In particolare la nostra moneta permette:

1) di accumulare denaro estorcendo vantaggi nei confronti di chi ne ha poco

2) di produrre e gestire il denaro secondo logiche di profitto privato, vantaggiose per pochissimi e dannose per la maggioranza

3) di spostarlo repentinamente in grandi quantità, secondo criteri di convenienza spicciola  gretti e ciecamente egoistici, così da impedire una sana programmazione dello sviluppo territoriale.

4) di premiare le scommesse da casinò e le truffe simil-napoletane (quali sono i derivati per il primo caso, e le cartolarizzazioni per il secondo) al posto di premiare il lavoro.

 

I rimedi a questi difetti meritano una discussione a parte e non possono essere qui citati.

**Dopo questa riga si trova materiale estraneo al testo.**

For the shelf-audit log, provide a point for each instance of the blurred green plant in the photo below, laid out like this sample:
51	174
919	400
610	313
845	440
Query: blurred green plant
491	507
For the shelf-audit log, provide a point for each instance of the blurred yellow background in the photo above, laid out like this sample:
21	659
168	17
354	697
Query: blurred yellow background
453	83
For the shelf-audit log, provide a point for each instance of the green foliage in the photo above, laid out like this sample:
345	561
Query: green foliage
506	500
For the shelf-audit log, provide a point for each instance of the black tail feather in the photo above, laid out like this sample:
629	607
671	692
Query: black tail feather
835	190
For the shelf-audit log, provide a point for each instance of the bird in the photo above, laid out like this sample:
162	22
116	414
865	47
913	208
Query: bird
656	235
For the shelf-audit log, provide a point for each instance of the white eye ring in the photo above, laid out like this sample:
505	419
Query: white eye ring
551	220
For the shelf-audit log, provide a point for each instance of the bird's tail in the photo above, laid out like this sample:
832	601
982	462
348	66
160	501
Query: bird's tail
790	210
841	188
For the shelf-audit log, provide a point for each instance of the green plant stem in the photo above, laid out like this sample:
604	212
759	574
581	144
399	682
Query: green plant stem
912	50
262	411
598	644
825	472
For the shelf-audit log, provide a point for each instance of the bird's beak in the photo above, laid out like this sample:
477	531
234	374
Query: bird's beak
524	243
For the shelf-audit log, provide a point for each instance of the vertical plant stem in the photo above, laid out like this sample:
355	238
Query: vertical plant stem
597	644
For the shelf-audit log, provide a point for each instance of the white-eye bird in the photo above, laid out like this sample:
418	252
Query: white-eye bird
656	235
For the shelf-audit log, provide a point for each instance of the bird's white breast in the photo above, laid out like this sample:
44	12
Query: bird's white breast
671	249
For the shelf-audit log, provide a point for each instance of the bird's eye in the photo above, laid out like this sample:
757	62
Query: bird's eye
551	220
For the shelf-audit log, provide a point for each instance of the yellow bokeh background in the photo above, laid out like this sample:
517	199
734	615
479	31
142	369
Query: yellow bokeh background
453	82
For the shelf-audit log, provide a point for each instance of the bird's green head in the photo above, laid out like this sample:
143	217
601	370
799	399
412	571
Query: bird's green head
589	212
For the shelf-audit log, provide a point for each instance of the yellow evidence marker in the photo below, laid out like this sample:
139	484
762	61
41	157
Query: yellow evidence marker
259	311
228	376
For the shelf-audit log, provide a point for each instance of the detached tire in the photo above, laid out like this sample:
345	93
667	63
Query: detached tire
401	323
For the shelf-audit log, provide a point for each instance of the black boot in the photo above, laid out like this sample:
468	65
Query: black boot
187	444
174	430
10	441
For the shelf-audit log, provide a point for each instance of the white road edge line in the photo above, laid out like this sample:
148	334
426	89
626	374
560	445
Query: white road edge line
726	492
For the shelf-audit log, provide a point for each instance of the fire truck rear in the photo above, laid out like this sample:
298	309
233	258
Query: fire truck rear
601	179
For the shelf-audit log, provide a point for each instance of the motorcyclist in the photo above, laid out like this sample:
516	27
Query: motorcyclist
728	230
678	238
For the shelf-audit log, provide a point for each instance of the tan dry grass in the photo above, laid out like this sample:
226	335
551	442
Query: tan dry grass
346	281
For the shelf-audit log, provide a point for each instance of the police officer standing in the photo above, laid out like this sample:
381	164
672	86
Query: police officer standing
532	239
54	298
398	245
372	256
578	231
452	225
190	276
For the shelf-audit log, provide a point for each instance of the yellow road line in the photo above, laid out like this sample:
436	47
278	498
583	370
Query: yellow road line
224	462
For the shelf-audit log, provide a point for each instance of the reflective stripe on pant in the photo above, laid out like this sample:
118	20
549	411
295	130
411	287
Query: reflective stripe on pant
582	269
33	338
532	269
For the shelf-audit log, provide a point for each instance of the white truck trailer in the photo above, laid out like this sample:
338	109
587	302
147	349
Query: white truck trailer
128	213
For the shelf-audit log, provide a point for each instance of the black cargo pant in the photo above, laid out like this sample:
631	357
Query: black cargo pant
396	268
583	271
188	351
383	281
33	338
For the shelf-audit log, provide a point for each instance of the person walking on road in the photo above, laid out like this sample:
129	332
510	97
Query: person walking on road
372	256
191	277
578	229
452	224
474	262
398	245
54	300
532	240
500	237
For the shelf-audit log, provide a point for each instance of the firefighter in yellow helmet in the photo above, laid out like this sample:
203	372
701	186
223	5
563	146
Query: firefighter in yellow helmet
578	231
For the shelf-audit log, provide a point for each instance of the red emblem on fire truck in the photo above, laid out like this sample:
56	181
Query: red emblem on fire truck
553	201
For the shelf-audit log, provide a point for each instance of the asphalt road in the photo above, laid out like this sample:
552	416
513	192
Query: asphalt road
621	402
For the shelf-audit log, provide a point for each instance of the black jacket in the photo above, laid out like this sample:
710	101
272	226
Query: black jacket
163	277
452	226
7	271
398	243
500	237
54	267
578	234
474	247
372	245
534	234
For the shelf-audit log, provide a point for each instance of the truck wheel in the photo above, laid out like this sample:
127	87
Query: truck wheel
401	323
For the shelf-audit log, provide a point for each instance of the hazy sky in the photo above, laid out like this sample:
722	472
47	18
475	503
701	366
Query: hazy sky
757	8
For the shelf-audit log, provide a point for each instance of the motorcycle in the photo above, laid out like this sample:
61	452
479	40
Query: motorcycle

Tuttavia penso che al termine di questi ragionamenti si possa almeno concludere che, di fronte alle difficoltà economiche, “aumentare la produttività” non sia una panacea universale.

E che invece il discorso vada interpretato nel suo complesso, a partire dalle scelte politiche e poi modulato secondo strategie conseguenti.

Ma mi piacerebbe, come punto fermo, celebrare un bel funerale al mito della produttività.